Right, so now that Jeremy has won by the flipping great margin we all thought he would, what does the first year of his reign look like? I’m going to try and stick to things I’m pretty sure will happen as opposed to engaging in wild speculation (as tempting as that may be).
Like I’ve said before, Corbyn will have a honeymoon period. His straight talker routine will get extra mileage after he becomes leader of the opposition and people outside of Westminster pay attention to what he’s saying for the first time. His more populist stuff, like re-nationalising the railways, will get some positive airtime. Cameron will struggle at first with PMQs because the shtick that worked so well with Miliband will bounce right off of Corbyn.
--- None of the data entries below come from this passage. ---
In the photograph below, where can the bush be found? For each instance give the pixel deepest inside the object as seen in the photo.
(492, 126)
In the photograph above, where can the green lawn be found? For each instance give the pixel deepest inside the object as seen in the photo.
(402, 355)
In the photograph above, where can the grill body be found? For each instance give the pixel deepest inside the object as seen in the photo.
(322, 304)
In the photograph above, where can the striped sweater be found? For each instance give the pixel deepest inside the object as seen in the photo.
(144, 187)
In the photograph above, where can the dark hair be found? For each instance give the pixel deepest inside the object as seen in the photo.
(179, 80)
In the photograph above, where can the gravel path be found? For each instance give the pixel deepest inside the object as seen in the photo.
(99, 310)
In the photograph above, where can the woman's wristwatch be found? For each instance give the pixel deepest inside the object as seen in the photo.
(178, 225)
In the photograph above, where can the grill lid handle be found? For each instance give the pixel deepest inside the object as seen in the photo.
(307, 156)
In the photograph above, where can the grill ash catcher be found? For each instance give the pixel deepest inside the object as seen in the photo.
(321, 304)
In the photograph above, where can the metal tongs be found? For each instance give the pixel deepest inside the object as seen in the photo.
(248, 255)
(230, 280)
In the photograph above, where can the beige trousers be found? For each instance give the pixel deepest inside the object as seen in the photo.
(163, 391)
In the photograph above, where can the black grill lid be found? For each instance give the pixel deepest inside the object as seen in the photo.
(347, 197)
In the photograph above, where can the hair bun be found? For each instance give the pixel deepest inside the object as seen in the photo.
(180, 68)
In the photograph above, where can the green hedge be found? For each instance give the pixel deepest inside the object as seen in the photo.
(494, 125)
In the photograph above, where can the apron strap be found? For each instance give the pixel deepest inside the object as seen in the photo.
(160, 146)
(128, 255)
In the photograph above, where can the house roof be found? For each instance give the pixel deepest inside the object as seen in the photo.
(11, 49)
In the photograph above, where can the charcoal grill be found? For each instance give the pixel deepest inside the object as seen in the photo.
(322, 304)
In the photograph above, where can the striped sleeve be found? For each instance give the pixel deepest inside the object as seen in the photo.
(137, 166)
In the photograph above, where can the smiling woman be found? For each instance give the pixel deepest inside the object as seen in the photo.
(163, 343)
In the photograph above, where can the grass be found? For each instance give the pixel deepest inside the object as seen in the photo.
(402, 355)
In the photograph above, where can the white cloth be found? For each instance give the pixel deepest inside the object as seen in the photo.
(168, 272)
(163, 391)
Cameron: the last Labour government was a disaster!
Corbyn: I couldn’t agree more!
Cameron and the rest of the Tories will try to paint Corbyn as a rabid socialist, which will be met with Corbyn saying that, yes, he is in fact a rabid socialist, thank you very much. There may even be a slight panic in Conservative ranks that Corbyn really is moving the debate in the country to the left. Labour will get a slight poll boost, leading Owen Jones to declare the coming socialist utopia as having arrived at its early stages.
But this period won’t last very long. More crazy things Jeremy has said in the past will come to light, none of them particularly interesting on their own, but collectively they will trouble the nation. His straight talking idiom will get him into real trouble – it always does, which is the actual reason most politicians sound like robots.
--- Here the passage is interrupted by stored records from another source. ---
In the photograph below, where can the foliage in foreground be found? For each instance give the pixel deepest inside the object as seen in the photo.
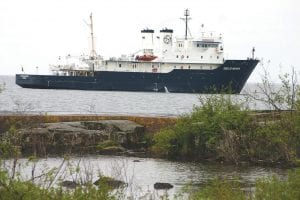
(17, 189)
(271, 188)
(222, 130)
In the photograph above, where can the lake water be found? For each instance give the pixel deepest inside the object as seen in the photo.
(17, 99)
(141, 175)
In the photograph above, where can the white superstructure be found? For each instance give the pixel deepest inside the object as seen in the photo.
(161, 52)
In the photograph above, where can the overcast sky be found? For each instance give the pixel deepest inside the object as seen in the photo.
(35, 32)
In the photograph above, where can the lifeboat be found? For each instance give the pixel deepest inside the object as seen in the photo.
(145, 58)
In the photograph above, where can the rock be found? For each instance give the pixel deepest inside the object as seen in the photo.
(113, 150)
(69, 184)
(163, 186)
(112, 183)
(80, 137)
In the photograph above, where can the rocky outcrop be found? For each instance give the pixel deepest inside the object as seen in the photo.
(110, 182)
(80, 137)
(163, 186)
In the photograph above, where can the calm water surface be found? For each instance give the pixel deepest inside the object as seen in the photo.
(17, 99)
(141, 175)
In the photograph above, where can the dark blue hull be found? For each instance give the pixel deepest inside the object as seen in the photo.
(232, 74)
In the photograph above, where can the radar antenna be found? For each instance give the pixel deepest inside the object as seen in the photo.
(186, 19)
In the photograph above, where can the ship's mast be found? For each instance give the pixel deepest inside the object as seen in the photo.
(93, 51)
(186, 19)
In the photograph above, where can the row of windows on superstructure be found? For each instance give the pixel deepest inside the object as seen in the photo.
(207, 45)
(181, 67)
(202, 45)
(177, 56)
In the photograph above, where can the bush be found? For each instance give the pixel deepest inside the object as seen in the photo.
(220, 129)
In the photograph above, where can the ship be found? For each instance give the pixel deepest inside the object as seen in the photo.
(165, 63)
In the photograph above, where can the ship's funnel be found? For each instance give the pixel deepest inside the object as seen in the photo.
(147, 41)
But the big moment of truth will be next May. It’s now not only looking possible but very likely that all these four things will happen on the very same day: Labour fail to win back the London mayoralty, they lose control of the Welsh Assembly, lose a large number of English seats in the local elections, and get utterly crushed in the Scottish parliament elections. May 5, 2016 will be the day any pretence that Jeremy Corbyn could be prime minister will die for good amongst anyone but the hardcore Corbynistas.
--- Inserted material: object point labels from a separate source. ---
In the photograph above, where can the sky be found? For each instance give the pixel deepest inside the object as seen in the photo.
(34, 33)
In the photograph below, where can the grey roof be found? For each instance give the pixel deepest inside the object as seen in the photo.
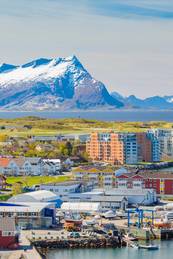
(7, 224)
(24, 207)
(36, 196)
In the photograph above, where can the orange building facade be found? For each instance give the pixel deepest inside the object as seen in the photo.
(119, 148)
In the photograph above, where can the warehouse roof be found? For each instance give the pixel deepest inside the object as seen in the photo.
(81, 206)
(36, 196)
(23, 207)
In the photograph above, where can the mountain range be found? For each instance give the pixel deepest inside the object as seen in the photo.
(154, 102)
(63, 84)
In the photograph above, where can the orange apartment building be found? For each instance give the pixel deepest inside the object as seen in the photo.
(119, 148)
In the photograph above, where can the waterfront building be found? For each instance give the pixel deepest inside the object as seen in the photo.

But I think he’ll remain leader after that bloodbath anyway. There will be talks in the media of a coup, and who would be leader if that were to happen. But it will come to nothing – in terms of forcibly removing leaders, the Labour Party may well be the worst organisation in the history of the human race. The only way Jeremy stops being leader after May of next year is if he steps down of his own accord.
I don’t think he will. He will probably hunker down harder in fact, the retributions doled out by Watson for any whiff of insubordination going up in both number and harshness. Labour could well drift on like this to the next election, the polls remaining bad but not dire, until May 2020. Then comes the general election.
One thing that hasn’t been commented on enough is the new boundaries. At the next election, there will be 600 constituencies as opposed to the 650 we have now. So 50 less MPs. When the Tories announced they wanted to do this at the start of the last government in 2010, they billed this as being powered by a “cutting down the cost of politics” measure. But in actuality, the cut in the number of MPs does something you’d expect when you think about it at all: it makes a whole bunch of constituencies more Tory friendly. Each one gets bigger, you see, and so that means a lot of them take in more rural areas than they would under the 650 model we have now.
So the combination of Corbyn and the new boundaries could result in a Conservative majority of epic proportions. I was tempted to predict just how large that majority might be, but I’ll refrain – I’ve probably depressed a lot of people enough already for one day.